# Freezing Wild Turkey



## tryin (Jun 26, 2007)

I have never frozen one; usually get put in the fridge cleaned up, and ready to cook. Caserole with the leg/thigh, wing meat. Breast tenderloins get breadded and fried, and breast meat has limitless options. Congrats!


----------



## joesandi (Jun 5, 2006)

I just clean it and freeze it. If I know I'm not going to eat it in the next month or so I make sure I vacuum pack it.


----------



## JeffPaHunter (Jan 13, 2004)

I simply gut mine, skin it, then wash it off inside and outside real good and drain off/out as much water as possible. Then I use large plastic garbage bags, doubled,....slip the bird inside them and wrap it up tight and seal it good and then in the freezer.
Been doing this for years with many Turkeys and never had 1 issue. 

This past Thanksgiving the wife roasted 2 of them I had in the freezer this way for a while and they were great....:darkbeer:
She roast's them in the over just as you would a store bought bird. She loves them this way better than store bought birds.

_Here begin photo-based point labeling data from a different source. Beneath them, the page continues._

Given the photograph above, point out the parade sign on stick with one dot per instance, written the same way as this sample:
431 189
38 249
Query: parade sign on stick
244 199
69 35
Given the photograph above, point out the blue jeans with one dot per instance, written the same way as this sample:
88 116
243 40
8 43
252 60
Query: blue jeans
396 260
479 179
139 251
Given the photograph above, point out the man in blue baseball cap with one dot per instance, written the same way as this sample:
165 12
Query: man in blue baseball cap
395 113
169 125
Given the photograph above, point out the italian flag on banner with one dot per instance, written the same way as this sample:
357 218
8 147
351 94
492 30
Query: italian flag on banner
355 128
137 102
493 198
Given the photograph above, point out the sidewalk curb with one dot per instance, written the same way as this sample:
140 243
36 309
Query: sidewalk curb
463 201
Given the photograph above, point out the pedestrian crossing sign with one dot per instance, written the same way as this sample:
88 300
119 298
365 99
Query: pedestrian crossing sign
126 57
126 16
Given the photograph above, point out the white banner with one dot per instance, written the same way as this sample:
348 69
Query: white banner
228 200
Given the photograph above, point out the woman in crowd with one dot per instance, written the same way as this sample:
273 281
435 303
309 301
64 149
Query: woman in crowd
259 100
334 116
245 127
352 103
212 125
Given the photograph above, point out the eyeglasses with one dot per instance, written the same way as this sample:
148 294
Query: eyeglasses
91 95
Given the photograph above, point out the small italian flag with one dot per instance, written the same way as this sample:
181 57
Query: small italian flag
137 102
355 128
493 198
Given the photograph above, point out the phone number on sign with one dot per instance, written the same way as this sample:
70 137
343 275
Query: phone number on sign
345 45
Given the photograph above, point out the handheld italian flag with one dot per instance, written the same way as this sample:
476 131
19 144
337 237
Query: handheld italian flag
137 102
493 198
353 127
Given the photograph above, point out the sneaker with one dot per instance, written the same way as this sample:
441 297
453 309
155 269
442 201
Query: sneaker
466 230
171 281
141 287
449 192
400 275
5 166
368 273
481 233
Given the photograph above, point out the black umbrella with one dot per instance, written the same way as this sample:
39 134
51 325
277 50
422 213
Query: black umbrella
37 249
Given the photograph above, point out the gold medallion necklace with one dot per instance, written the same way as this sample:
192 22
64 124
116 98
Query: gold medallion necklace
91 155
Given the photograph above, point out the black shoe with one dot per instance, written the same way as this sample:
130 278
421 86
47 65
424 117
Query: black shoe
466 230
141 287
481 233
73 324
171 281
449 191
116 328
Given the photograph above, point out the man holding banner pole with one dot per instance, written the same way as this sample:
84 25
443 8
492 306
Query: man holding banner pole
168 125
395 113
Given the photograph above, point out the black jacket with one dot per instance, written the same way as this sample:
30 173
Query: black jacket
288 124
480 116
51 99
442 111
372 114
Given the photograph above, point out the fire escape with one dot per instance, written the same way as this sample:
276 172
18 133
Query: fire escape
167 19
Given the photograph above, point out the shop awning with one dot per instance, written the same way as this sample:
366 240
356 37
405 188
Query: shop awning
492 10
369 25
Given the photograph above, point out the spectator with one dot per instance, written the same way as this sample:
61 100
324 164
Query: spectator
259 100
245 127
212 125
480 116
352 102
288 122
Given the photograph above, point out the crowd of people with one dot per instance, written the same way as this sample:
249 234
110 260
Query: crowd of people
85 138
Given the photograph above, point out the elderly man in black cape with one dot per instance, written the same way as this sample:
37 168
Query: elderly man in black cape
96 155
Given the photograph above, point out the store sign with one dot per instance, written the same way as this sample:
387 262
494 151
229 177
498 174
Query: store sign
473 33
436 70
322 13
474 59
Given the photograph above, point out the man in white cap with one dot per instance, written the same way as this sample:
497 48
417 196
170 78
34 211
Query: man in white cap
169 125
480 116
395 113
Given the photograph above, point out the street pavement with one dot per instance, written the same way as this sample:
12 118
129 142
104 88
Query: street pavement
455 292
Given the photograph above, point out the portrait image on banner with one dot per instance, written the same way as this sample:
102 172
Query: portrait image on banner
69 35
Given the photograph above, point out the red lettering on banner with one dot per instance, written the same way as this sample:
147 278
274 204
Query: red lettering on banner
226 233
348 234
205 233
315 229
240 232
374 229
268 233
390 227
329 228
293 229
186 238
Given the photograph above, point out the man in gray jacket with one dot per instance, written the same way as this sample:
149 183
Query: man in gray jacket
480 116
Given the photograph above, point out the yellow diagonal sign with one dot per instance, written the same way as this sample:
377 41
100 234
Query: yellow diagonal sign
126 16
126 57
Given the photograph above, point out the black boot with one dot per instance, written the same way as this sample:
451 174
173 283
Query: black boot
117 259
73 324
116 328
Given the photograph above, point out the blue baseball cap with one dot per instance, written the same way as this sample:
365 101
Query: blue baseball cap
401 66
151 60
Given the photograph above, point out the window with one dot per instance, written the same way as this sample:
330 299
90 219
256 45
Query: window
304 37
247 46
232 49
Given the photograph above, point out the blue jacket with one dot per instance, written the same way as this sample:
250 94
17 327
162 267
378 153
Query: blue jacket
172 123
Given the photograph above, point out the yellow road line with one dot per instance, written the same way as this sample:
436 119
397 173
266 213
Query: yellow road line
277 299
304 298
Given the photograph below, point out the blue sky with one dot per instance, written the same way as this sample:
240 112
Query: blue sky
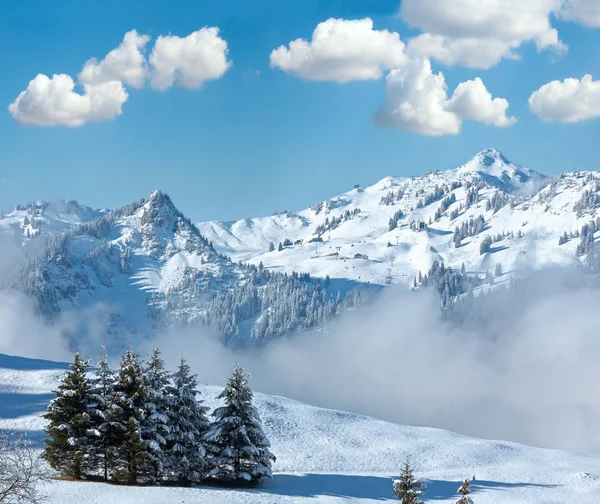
251 143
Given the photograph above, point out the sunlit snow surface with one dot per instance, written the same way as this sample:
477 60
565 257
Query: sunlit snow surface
330 456
542 216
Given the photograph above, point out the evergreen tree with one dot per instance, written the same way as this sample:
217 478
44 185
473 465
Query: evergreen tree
239 446
188 424
498 271
133 459
155 424
68 416
101 453
407 488
464 491
485 246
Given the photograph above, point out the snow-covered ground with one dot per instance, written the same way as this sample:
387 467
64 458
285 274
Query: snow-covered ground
396 256
330 456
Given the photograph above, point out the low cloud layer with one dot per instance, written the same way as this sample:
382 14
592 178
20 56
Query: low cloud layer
521 369
188 61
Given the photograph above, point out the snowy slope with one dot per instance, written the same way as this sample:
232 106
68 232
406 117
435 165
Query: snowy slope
144 268
332 456
534 206
38 218
139 263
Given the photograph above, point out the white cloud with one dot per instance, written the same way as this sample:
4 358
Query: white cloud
571 100
469 52
190 61
126 63
341 51
471 100
586 12
417 101
53 101
479 33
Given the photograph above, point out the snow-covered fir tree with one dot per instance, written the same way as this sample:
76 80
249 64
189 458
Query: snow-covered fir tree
133 463
239 447
464 491
186 459
101 453
407 488
69 420
155 423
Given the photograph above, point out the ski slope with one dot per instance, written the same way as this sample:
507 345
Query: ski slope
330 456
541 212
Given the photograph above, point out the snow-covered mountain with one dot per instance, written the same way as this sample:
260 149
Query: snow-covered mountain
367 237
40 217
145 267
329 456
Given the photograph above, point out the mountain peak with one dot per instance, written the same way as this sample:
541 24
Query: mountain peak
490 156
491 166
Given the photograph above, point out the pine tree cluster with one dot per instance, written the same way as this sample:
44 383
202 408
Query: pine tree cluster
143 425
472 227
278 303
497 201
586 244
449 283
438 193
393 224
446 202
587 202
392 197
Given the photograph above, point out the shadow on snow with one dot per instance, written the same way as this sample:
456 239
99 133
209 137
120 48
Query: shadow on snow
370 487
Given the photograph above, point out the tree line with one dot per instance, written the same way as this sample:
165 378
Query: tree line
410 490
140 424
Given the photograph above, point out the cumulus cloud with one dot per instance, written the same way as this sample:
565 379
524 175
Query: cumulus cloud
479 34
417 101
470 52
126 63
471 100
190 61
570 101
53 101
586 12
341 51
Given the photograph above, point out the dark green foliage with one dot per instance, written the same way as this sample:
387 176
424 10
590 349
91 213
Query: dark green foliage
186 459
407 488
133 460
69 419
238 445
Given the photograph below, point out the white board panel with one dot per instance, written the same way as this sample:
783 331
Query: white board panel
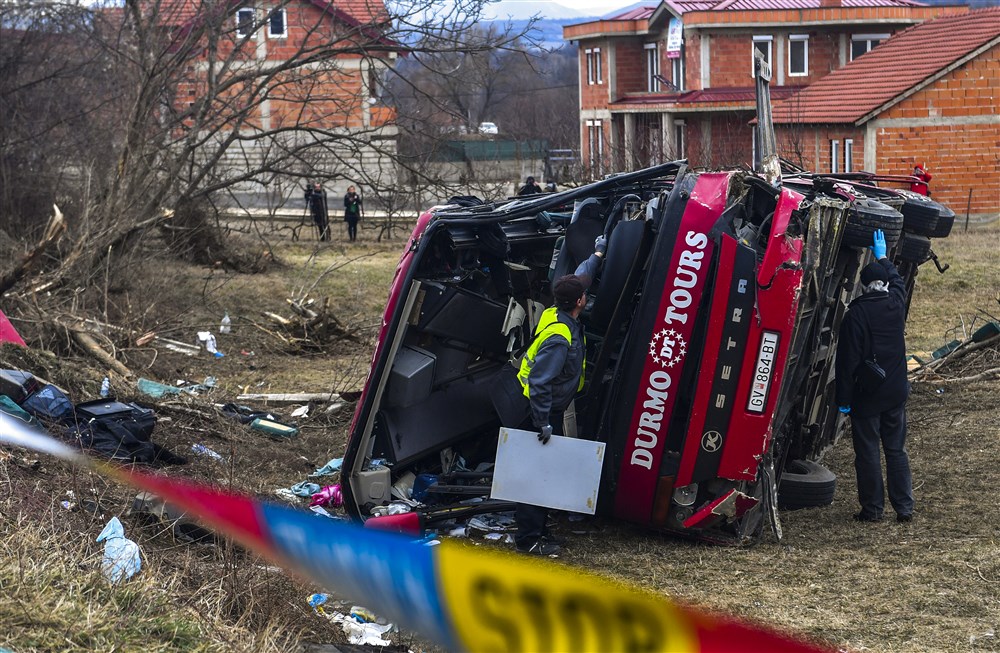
564 474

She's told me many times ...."you can kill all the Turkeys you want"...:mg::mg:
Had to explain to her that they do have a limit on them and there are laws against such things...:wink:


----------



## Nanook_SD (Mar 23, 2007)

*Thank you*

Thanks for the advice guys. I saw some 5 gal ziploc bags on the internet but was thinking that I can do the same thing with garbage bags. I'll do my best to keep it simple. I want to do a good job since I'm under the scrutiny of an 11 yo. 

Thanks again and good hunting...

Mark M.


----------



## nehelt (Jan 28, 2009)

If you cut it up, you can place the meat in freezer bags and fill it with water and place it in the freezer and it will keep. It will taste just the same as it would have if you had just shot it.


----------



## blind squirrel (Dec 7, 2007)

i pluck 'em. Then to freeze i wrap the whole bird with aluminum foil then place everything in an unscented kitchen trashbag, then take all of the air out with a vaccum cleaner or dust buster. Tie the trash bag in a knot, then put everything in a second trashbag and pull the air out of that one too. The aluminum foil seems to compress around the bird as the bags get tightened by the vaccum. i have thawed a couple birds several months later and they were all in great shape.


----------